1. A method of designing a turbine blade (32), the method comprising the steps of:
forming at least two notches (60) on a tip (42) of a turbine blade (32) having a pressure
side (56) and a suction side (58), where each of the at least two notches (60) have
a known dimension;
operating a gas turbine engine including the turbine blade (32) to expand a length
of the at turbine blade (32) such that the tip (42) of the turbine blade (32) engages
a casing (36);
viewing the tip of the turbine blade (32) after the step of operating of the gas turbine
engine;
determining an appearance of the at least two notches (60) on the tip (42); and
determining a manufacturing length of the turbine blade (32) based on the step of
determining the appearance the at least two notches (60).

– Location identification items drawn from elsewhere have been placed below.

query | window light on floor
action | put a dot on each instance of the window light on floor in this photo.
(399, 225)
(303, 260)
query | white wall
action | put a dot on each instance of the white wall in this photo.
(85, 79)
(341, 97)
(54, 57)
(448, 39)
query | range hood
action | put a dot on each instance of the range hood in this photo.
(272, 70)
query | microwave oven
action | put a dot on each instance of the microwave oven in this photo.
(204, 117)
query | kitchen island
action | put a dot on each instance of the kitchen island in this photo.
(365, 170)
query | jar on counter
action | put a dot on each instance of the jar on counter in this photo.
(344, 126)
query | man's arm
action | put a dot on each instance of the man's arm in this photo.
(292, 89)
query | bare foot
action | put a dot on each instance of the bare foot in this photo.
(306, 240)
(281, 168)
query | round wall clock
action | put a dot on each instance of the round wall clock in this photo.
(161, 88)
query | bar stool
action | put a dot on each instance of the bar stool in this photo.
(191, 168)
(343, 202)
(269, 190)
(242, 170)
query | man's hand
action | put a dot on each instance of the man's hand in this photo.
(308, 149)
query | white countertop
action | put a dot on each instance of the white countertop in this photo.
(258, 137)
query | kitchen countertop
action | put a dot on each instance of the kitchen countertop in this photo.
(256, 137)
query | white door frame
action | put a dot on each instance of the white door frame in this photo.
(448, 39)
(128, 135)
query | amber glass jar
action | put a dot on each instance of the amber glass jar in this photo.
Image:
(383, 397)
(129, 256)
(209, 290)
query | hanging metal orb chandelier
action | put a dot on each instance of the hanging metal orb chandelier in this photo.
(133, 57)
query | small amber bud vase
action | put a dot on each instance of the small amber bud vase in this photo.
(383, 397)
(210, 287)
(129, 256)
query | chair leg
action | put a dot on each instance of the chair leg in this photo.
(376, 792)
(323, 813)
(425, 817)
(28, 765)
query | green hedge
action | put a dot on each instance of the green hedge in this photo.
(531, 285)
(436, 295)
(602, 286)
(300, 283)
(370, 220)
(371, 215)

2. The method as recited in claim 1 wherein the at least two notches (60) have a semi-circular
shape.
3. The method as recited in claim 1 or 2 wherein the step of forming the at least two
notches includes forming one (60a) of the at least two notches (60) on the pressure
side (56) of the turbine blade (32) and forming another (60b) of the at least two
notches (60) on the suction side (58) of the turbine blade (32) to determine creep.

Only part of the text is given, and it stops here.